< Job 8 >
1 Toen antwoordde Bildad, de Suhiet, en zeide:
Then answered Bildad the Shuhite, and said,
2 Hoe lang zult gij deze dingen spreken, en de redenen uws monds een geweldige wind zijn?
How long wilt thou speak these things? And [how long] shall the words of thy mouth be [like] a mighty wind?
3 Zou dan God het recht verkeren, en zou de Almachtige de gerechtigheid verkeren?
Doth God pervert justice? Or doth the Almighty pervert righteousness?
4 Indien uw kinderen gezondigd hebben tegen Hem, Hij heeft hen ook in de hand hunner overtreding geworpen.
If thy children have sinned against him, And he hath delivered them into the hand of their transgression;
5 Maar indien gij naar God vroeg zoekt, en tot den Almachtige om genade bidt;
If thou wouldest seek diligently unto God, And make thy supplication to the Almighty;
6 Zo gij zuiver en recht zijt, gewisselijk zal Hij nu opwaken, om uwentwil, en Hij zal de woning uwer gerechtigheid volmaken.

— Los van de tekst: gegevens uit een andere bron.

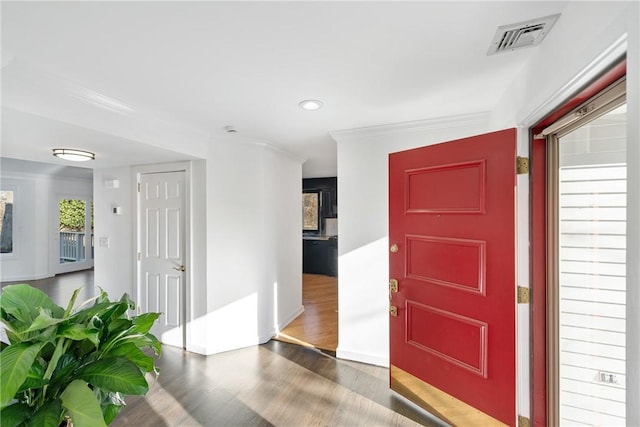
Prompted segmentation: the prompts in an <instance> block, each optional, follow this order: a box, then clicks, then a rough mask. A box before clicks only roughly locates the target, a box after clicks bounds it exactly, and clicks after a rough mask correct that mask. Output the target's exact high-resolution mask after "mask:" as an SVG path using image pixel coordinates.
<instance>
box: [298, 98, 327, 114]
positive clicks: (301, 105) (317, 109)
mask: <svg viewBox="0 0 640 427" xmlns="http://www.w3.org/2000/svg"><path fill="white" fill-rule="evenodd" d="M322 105H323V104H322V101H318V100H317V99H305V100H304V101H300V102H299V103H298V106H299V107H300V108H302V109H303V110H307V111H315V110H319V109H320V108H322Z"/></svg>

If thou wert pure and upright: Surely now he would awake for thee, And make the habitation of thy righteousness prosperous.
7 Uw beginsel zal wel gering zijn; maar uw laatste zal zeer vermeerderd worden.
And though thy beginning was small, Yet thy latter end would greatly increase.
8 Want vraag toch naar het vorige geslacht, en bereid u tot de onderzoeking hunner vaderen.
For inquire, I pray thee, of the former age, And apply thyself to that which their fathers have searched out
9 Want wij zijn van gisteren en weten niet; dewijl onze dagen op de aarde een schaduw zijn.
(For we are but of yesterday, and know nothing, Because our days upon earth are a shadow);
10 Zullen die u niet leren, tot u spreken, en uit hun hart redenen voortbrengen?
Shall not they teach thee, and tell thee, And utter words out of their heart?
11 Verheft zich de bieze zonder slijk? Groeit het rietgras zonder water?
Can the rush grow up without mire? Can the flag grow without water?
12 Als het nog in zijn groenigheid is, hoewel het niet afgesneden wordt, nochtans verdort het voor alle gras.
Whilst it is yet in its greenness, [and] not cut down, It withereth before any [other] herb.
13 Alzo zijn de paden van allen, die God vergeten; en de verwachting des huichelaars zal vergaan.
So are the paths of all that forget God; And the hope of the godless man shall perish:
14 Van denwelke zijn hoop walgen zal; en zijn vertrouwen zal zijn een huis der spinnekop.
Whose confidence shall break in sunder, And whose trust is a spider’s web.
15 Hij zal op zijn huis leunen, maar het zal niet bestaan; hij zal zich daaraan vasthouden, maar het zal niet staande blijven.
He shall lean upon his house, but it shall not stand: He shall hold fast thereby, but it shall not endure.
16 Hij is sappig voor de zon, en zijn scheuten gaan over zijn hof uit.
He is green before the sun, And his shoots go forth over his garden.
17 Zijn wortelen worden bij de springader ingevlochten; hij ziet een stenige plaats.
His roots are wrapped about the [stone]-heap, He beholdeth the place of stones.
18 Maar als God hem verslindt uit zijn plaats, zo zal zij hem loochenen, zeggende: Ik heb u niet gezien.
If he be destroyed from his place, Then it shall deny him, [saying], I have not seen thee.
19 Zie, dat is vreugde zijns wegs; en uit het stof zullen anderen voortspruiten.
Behold, this is the joy of his way; And out of the earth shall others spring.
20 Zie, God zal den oprechte niet verwerpen; Hij vat ook de boosdoeners niet bij de hand;
Behold, God will not cast away a perfect man, Neither will he uphold the evil-doers.
21 Totdat Hij uw mond met gelach vervulle, en uw lippen met gejuich.
He will yet fill thy mouth with laughter, And thy lips with shouting.
22 Uw haters zullen met schaamte bekleed worden; en de tent der goddelozen zal niet meer zijn.
They that hate thee shall be clothed with shame; And the tent of the wicked shall be no more.